The supporting structure in printing includes deformation control sub-structures, their function is to control the deformation of the pre-structure. On the one hand, the deformation control substructure can protect the pre-structure from sagging, especially the sagging caused by gravity, and it can also protect the deformation caused by the shrinkage of the printing material and the deformation caused by thermal effects such as thermal expansion. On the other hand, the deformation control substructure can be used to induce the expected deformation in the pre-structure, for example, the first pre-structure can be slowly inflated to obtain a meniscus lens by single-sided printing.
Very smooth surface
The 3D printing technology used to realize the above-described component manufacturing is a material jetting technology. The print heads deposit ink droplets side by side and one after another, gradually realizing the printing of a three-dimensional structure. In each deposition step, multiple The droplets are ejected simultaneously by multiple nozzles of the print head.

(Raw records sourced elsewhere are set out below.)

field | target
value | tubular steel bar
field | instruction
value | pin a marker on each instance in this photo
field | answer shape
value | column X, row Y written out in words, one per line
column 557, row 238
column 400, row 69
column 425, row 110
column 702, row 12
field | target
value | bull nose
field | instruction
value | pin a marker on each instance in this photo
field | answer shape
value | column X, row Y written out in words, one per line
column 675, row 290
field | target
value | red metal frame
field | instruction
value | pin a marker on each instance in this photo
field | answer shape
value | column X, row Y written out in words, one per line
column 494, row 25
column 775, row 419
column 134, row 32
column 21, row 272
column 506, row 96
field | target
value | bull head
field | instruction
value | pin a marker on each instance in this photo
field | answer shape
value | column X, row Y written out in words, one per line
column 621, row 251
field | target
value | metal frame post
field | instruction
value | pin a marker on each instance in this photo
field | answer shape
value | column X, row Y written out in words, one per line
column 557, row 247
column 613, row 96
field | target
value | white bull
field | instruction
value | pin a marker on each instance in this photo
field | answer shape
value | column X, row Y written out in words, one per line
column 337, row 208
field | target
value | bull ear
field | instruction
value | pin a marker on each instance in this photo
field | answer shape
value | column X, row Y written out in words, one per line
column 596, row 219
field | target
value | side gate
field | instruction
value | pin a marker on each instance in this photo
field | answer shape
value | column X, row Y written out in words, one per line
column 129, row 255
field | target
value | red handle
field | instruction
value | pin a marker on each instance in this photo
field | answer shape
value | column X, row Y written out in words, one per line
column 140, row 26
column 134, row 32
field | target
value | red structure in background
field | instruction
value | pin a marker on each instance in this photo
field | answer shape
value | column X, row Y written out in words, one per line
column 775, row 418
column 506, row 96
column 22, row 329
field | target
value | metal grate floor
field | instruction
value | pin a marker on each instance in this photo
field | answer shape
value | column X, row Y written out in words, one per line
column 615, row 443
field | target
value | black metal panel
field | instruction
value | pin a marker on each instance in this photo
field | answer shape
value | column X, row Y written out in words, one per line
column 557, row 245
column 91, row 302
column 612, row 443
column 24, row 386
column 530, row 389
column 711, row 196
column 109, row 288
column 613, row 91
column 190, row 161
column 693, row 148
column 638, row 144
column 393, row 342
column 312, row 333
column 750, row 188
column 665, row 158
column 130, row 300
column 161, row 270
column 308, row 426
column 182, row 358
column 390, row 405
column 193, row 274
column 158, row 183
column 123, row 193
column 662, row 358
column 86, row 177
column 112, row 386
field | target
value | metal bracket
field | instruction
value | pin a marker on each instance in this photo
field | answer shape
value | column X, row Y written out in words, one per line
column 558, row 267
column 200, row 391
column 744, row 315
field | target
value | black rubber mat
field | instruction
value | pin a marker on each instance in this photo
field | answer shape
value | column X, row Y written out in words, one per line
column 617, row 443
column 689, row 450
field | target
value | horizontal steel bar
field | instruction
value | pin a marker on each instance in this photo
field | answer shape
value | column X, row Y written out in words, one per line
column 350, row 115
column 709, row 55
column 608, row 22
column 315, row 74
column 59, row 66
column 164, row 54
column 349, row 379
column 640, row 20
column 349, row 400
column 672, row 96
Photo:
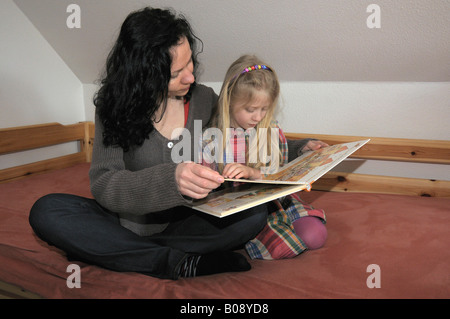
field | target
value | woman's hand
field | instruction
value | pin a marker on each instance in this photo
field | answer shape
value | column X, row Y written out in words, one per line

In the common 3D printing technology on the market, the deposited droplets are at least partially cured after each deposition step in the curing step. Luxexcel's 3D printing technology can make a certain time interval between the deposition of droplets and their curing, allowing The droplets flow in a direction tangent to the surface of the layer just printed under the influence of gravity, resulting in a particularly smooth surface. For optical lenses, smoothness is particularly important.
Unlike many companies that provide 3D printing-additive manufacturing technology for a wide range of fields, Luxexcel has focused on the field of optical lens additive manufacturing since its inception. They cooperate with innovative glasses manufacturers, smart device manufacturers or doctors to explore the application of 3D printing technology in the field of optical lens manufacturing.
No need for huge inventory, no complicated supply chain, higher product design freedom, and realization of customized lens mass production are the special significance that Luxexcel believes 3D printing technology brings to the optical lens manufacturing industry.